Tristán e Isolda. Acto I. Mestres Cabanes

            Tristán mandó al escudero de Isolda hasta el barco que le había llevado a Irlanda y en donde le esperaba su fiel preceptor Curvenal, que aún no sabía si el héroe conservaba la vida, para darle orden de que se presentara en la corte con su imponente séquito de caballeros. Fiándose de los testimonios de su mujer, su hija, Branguena y el propio Tristán, Gurnum el Audaz organizó un torneo para que un paladín defendiese la causa de estas damas contra la del senescal cobarde. Allí salió a relucir la verdadera historia de la muerte del dragón, sin necesidad de duelo ya que se demostró la vileza del solicitante y ninguno de sus parientes ni allegados quiso combatir por él. Allí, también, se le otorgó a Isolda como regalo de bodas el reino de Cornualles y toda Inglaterra y se consiguió la liberación de los que habían sido ofrecidos como tributo al reino de Irlanda.

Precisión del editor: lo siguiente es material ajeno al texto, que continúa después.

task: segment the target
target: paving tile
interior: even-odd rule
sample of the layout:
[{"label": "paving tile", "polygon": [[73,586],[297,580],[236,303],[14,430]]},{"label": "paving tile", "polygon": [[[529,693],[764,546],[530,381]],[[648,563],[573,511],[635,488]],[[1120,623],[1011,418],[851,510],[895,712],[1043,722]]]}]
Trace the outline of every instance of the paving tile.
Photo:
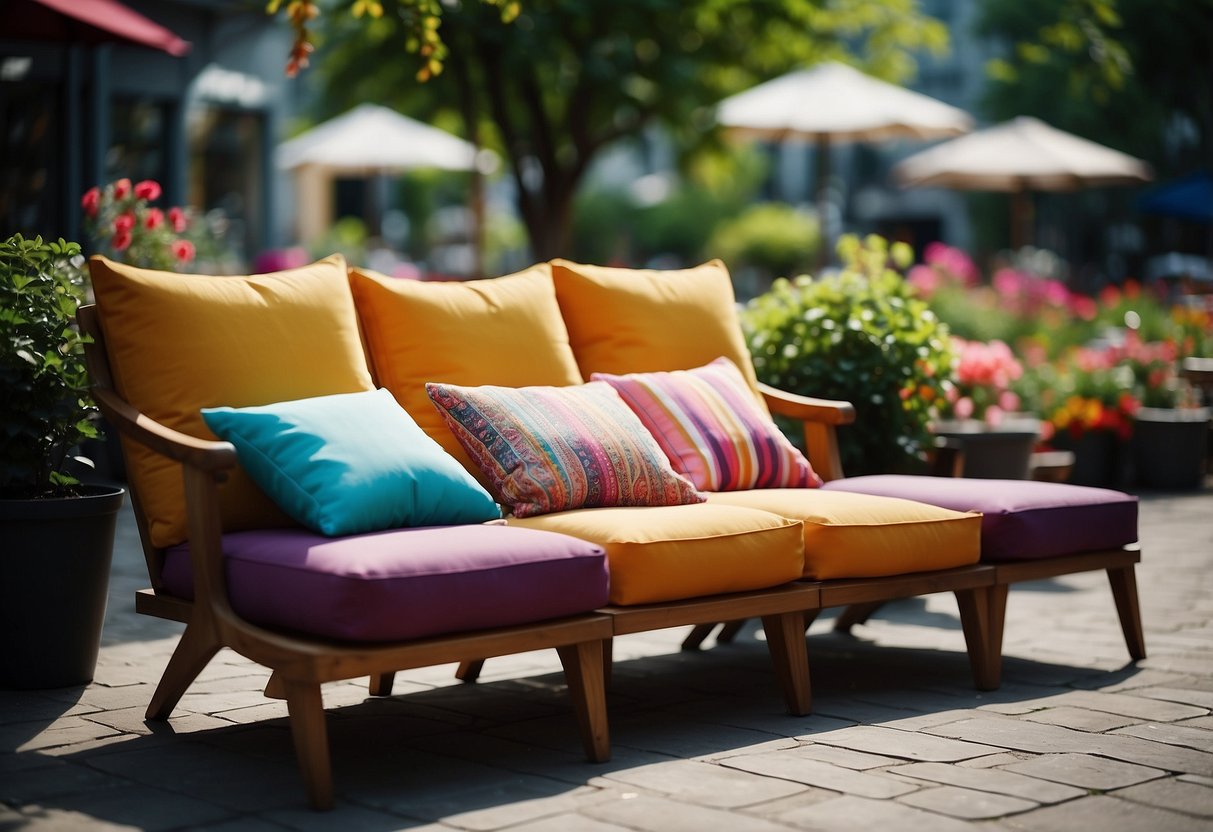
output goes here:
[{"label": "paving tile", "polygon": [[137,785],[95,788],[44,802],[51,803],[59,810],[149,832],[181,828],[187,824],[207,826],[233,816],[230,810],[213,803]]},{"label": "paving tile", "polygon": [[956,762],[972,757],[996,754],[1002,751],[1002,748],[993,746],[940,739],[926,734],[899,731],[875,725],[855,725],[853,728],[830,731],[828,734],[819,734],[813,737],[813,741],[887,757],[936,762]]},{"label": "paving tile", "polygon": [[763,817],[643,794],[597,803],[583,809],[581,814],[642,832],[704,832],[704,830],[787,832],[786,826]]},{"label": "paving tile", "polygon": [[1075,832],[1075,830],[1208,832],[1207,820],[1104,796],[1084,797],[1046,807],[1007,817],[1002,824],[1012,830],[1027,830],[1030,832]]},{"label": "paving tile", "polygon": [[1111,796],[1188,815],[1213,817],[1213,783],[1202,785],[1185,782],[1179,777],[1167,777],[1121,788]]},{"label": "paving tile", "polygon": [[1190,725],[1132,725],[1114,731],[1118,736],[1135,736],[1151,742],[1166,742],[1171,746],[1185,746],[1196,751],[1213,753],[1213,731]]},{"label": "paving tile", "polygon": [[684,803],[719,809],[747,807],[804,791],[804,786],[798,782],[762,777],[734,767],[691,760],[668,760],[655,765],[642,765],[613,771],[603,777],[637,788],[661,792]]},{"label": "paving tile", "polygon": [[924,788],[912,794],[899,797],[898,802],[962,820],[1002,817],[1004,815],[1027,811],[1040,805],[1033,800],[1025,800],[1019,797],[978,792],[972,788],[958,788],[956,786]]},{"label": "paving tile", "polygon": [[826,746],[820,743],[809,743],[801,746],[799,748],[797,748],[796,754],[805,759],[819,759],[822,763],[841,765],[844,769],[855,769],[856,771],[878,769],[883,765],[894,765],[901,762],[893,757],[882,757],[879,754],[865,754],[861,751],[850,751],[848,748],[837,748],[835,746]]},{"label": "paving tile", "polygon": [[1166,771],[1089,754],[1044,754],[1004,770],[1080,788],[1107,791],[1166,776]]},{"label": "paving tile", "polygon": [[[1019,762],[1013,759],[1010,764]],[[1006,768],[969,769],[944,763],[910,763],[889,769],[889,773],[944,783],[945,786],[1006,794],[1033,803],[1061,803],[1082,797],[1084,793],[1081,788],[1016,774]]]},{"label": "paving tile", "polygon": [[1032,711],[1031,713],[1025,713],[1023,718],[1031,722],[1046,723],[1048,725],[1063,725],[1078,731],[1092,731],[1097,734],[1110,731],[1114,728],[1132,725],[1134,723],[1132,717],[1118,717],[1115,713],[1105,713],[1104,711],[1088,711],[1069,706]]},{"label": "paving tile", "polygon": [[509,832],[628,832],[628,827],[583,815],[557,815],[534,824],[512,826]]},{"label": "paving tile", "polygon": [[974,832],[972,824],[955,817],[907,807],[896,800],[872,800],[853,796],[838,797],[813,807],[796,809],[779,815],[776,820],[805,830],[830,830],[830,832],[872,832],[873,830]]},{"label": "paving tile", "polygon": [[913,786],[899,782],[892,777],[852,771],[850,769],[803,757],[795,748],[767,754],[730,757],[723,760],[721,765],[860,797],[889,798],[915,791]]},{"label": "paving tile", "polygon": [[1059,725],[981,717],[927,730],[943,736],[1001,745],[1004,748],[1038,754],[1060,752],[1101,754],[1169,771],[1213,775],[1213,754],[1133,736],[1087,734]]}]

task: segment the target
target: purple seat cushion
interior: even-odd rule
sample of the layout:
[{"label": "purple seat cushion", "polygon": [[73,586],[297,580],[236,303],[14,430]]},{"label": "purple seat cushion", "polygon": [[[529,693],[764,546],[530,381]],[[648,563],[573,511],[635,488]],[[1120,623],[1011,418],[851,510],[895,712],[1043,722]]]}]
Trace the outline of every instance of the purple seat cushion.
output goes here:
[{"label": "purple seat cushion", "polygon": [[[223,536],[232,606],[274,629],[395,642],[554,619],[606,603],[606,554],[575,537],[506,525],[325,537],[302,529]],[[193,598],[187,545],[163,579]]]},{"label": "purple seat cushion", "polygon": [[981,512],[984,562],[1040,560],[1118,549],[1138,538],[1137,497],[1110,489],[1026,479],[905,474],[836,479],[822,488]]}]

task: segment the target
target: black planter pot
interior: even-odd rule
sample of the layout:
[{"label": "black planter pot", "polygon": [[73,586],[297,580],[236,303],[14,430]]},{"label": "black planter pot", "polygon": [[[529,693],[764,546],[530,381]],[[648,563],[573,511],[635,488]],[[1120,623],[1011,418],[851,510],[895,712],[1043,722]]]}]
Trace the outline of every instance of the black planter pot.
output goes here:
[{"label": "black planter pot", "polygon": [[1024,418],[997,428],[976,420],[947,420],[935,422],[930,431],[963,449],[962,473],[976,479],[1027,479],[1041,438],[1040,421]]},{"label": "black planter pot", "polygon": [[1198,489],[1205,480],[1209,409],[1141,408],[1133,423],[1133,466],[1151,489]]},{"label": "black planter pot", "polygon": [[0,686],[92,680],[126,491],[84,490],[55,500],[0,497]]}]

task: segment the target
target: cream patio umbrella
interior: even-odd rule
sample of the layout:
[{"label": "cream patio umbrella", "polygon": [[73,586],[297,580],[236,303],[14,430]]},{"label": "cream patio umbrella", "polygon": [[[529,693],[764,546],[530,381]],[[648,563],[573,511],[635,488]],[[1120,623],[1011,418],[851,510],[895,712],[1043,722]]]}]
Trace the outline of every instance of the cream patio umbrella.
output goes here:
[{"label": "cream patio umbrella", "polygon": [[496,166],[496,155],[387,107],[360,104],[279,144],[277,163],[295,171],[298,234],[308,240],[332,226],[336,176],[372,177],[421,167],[488,172]]},{"label": "cream patio umbrella", "polygon": [[[822,234],[831,144],[896,138],[926,141],[958,136],[973,129],[972,116],[962,109],[835,62],[788,73],[725,98],[717,110],[717,120],[735,135],[814,142]],[[824,237],[825,253],[830,251],[828,243]]]},{"label": "cream patio umbrella", "polygon": [[894,165],[893,178],[905,188],[1012,194],[1010,237],[1019,247],[1031,241],[1030,192],[1134,184],[1152,173],[1140,159],[1020,116],[916,153]]}]

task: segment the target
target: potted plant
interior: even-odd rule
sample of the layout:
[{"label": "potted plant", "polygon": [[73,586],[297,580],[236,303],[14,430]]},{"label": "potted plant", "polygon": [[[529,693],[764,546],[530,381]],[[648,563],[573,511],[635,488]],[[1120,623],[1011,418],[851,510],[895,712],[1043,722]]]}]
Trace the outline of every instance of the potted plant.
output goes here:
[{"label": "potted plant", "polygon": [[92,679],[124,490],[84,485],[73,449],[95,438],[74,243],[0,243],[0,685]]},{"label": "potted plant", "polygon": [[963,452],[966,477],[1027,479],[1041,422],[1019,412],[1020,398],[1012,389],[1024,375],[1023,364],[997,340],[953,337],[952,347],[956,369],[945,382],[932,433]]},{"label": "potted plant", "polygon": [[921,469],[953,361],[947,327],[899,270],[909,246],[844,235],[838,255],[837,274],[781,278],[742,310],[754,370],[781,389],[855,406],[862,428],[838,434],[849,474]]}]

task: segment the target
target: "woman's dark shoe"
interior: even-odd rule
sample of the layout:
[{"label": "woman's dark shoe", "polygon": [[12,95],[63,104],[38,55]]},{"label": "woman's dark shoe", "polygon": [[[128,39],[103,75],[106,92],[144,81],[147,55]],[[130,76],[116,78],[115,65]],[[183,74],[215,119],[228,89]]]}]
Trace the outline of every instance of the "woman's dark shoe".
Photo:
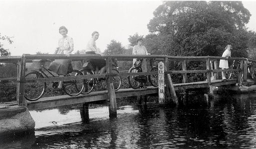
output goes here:
[{"label": "woman's dark shoe", "polygon": [[53,88],[53,90],[55,90],[55,91],[61,90],[62,90],[62,88],[56,87],[55,88]]},{"label": "woman's dark shoe", "polygon": [[93,87],[93,80],[90,80],[89,81],[89,85],[91,87]]}]

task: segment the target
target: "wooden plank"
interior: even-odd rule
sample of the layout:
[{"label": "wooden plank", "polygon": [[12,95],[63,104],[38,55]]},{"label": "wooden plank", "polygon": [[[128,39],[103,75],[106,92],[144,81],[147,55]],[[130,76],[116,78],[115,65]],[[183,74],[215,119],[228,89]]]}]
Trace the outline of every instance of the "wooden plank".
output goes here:
[{"label": "wooden plank", "polygon": [[178,98],[177,98],[175,90],[174,89],[174,87],[173,86],[173,84],[172,83],[172,80],[171,79],[171,75],[170,75],[170,74],[167,74],[167,82],[166,82],[166,84],[168,85],[168,87],[170,89],[172,101],[173,101],[173,103],[175,103],[177,105],[178,105],[179,102],[178,102]]},{"label": "wooden plank", "polygon": [[[208,59],[206,61],[206,70],[210,70],[211,68],[211,64],[210,63],[210,59]],[[208,84],[208,87],[210,87],[211,85],[211,73],[209,72],[207,73],[207,82]]]},{"label": "wooden plank", "polygon": [[[244,65],[243,65],[244,64],[244,60],[241,60],[240,61],[241,63],[240,63],[240,70],[241,71],[243,71],[243,68],[244,68]],[[243,72],[242,71],[241,71],[241,72],[239,72],[239,73],[238,73],[238,83],[239,85],[242,85],[242,82],[243,82],[243,78],[242,77],[242,74],[243,74]]]},{"label": "wooden plank", "polygon": [[[183,60],[182,62],[182,71],[185,71],[187,70],[187,63],[186,60]],[[187,74],[183,74],[183,83],[187,82],[188,76]]]},{"label": "wooden plank", "polygon": [[26,100],[24,97],[24,81],[26,69],[26,58],[24,56],[19,61],[19,68],[17,80],[17,102],[18,106],[26,106]]},{"label": "wooden plank", "polygon": [[[112,71],[112,58],[109,57],[106,62],[107,73],[111,74]],[[108,86],[108,96],[109,110],[109,116],[110,118],[116,117],[117,112],[117,97],[114,88],[112,77],[108,76],[107,77],[107,85]]]},{"label": "wooden plank", "polygon": [[7,56],[7,57],[0,57],[0,63],[17,63],[20,60],[21,57],[19,56]]},{"label": "wooden plank", "polygon": [[[218,61],[217,61],[217,60],[215,60],[214,61],[214,70],[219,70],[219,68]],[[216,79],[219,79],[219,73],[218,72],[216,72],[214,75],[215,75]]]},{"label": "wooden plank", "polygon": [[244,76],[243,79],[247,80],[247,69],[248,69],[248,59],[245,59],[244,61]]},{"label": "wooden plank", "polygon": [[14,83],[17,82],[17,77],[0,78],[0,83]]},{"label": "wooden plank", "polygon": [[[236,83],[236,79],[229,80],[226,82],[222,81],[222,80],[216,80],[212,81],[211,85],[213,86],[222,86],[227,84],[234,84]],[[173,86],[175,90],[178,90],[179,88],[180,87],[184,89],[206,88],[208,87],[208,84],[206,81],[204,81],[174,84]],[[147,88],[137,89],[133,89],[130,88],[120,89],[116,92],[116,95],[117,98],[121,98],[140,95],[157,94],[158,89],[157,87],[153,86],[148,86]],[[30,110],[42,109],[73,104],[91,103],[97,101],[106,100],[108,98],[108,91],[107,90],[95,91],[91,92],[89,94],[81,94],[77,96],[69,96],[66,95],[56,96],[41,98],[35,101],[28,101],[27,107]]]},{"label": "wooden plank", "polygon": [[[169,63],[168,62],[168,58],[164,59],[164,83],[166,83],[167,82],[167,77],[166,72],[169,71]],[[171,96],[170,95],[171,94],[169,86],[167,85],[166,89],[165,89],[165,92],[166,92],[166,97],[164,98],[164,103],[165,104],[169,104],[170,103],[170,100],[171,99]]]}]

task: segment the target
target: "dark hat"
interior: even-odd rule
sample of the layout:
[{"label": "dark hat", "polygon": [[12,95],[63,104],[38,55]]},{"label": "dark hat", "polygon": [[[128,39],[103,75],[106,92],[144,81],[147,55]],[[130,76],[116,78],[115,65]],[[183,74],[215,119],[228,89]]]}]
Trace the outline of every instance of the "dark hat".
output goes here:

            Al poco tiempo estaba aparejado el navío de Tristán que debía llevar hasta Marc a su nueva reina y en él embarcaron. Pero Isolda sólo demostraba tristeza desde que salió de Irlanda y cada vez que el héroe iba, solícito, a visitarla le rechazaba con rabia, recordándole que había sido él el asesino de su tío. Un día, nos cuenta Gottfried que llegaron a un puerto y casi todos abandonaron el barco para pasear por tierra firme. Enseguida fue Tristán a saludar y ver cómo se encontraba su bella y luminosa señora. Cuando estaba sentado a su lado, charlando de esto y de aquello, pidió que le trajeran algo de beber. Pero no había nadie con la reina a excepción de unas cuantas jóvenes de la corte, una de ellas dijo: -Mirad, hay aquí vino, en esta pequeña vasija. ¡No, no se trataba de vino, aunque pareciera serlo! Era el dolor incesante, la tortura interminable en el corazón, aquella que haría perecer a ambos…

           

            En el teatro de la Colina Verde, Isolde camina con arrogante porte hasta su lecho. Se apoya en la cabecera, vuelve la mirada y, por fin, descubre a Tristán que permanece, erguido y respetuoso, ante la entrada del regio aposento.

Tristán e Isolda. Waterhouse

 

 

Bibliografía

Eilhart von Oberg y Gottfried von Strassburg; Tristán e Isolda. Madrid, Siruela, 2001.
Markale, J.; La femme celte. Mythe et sociologie. París, Payot, 1972.
Campbell, J; Las máscaras de Dios. Mitología creativa. Madrid, Alianza Editorial, 1992.
Wagner, R.; Tristan und Isolde. Madrid, Fundación del Teatro Real, 2000.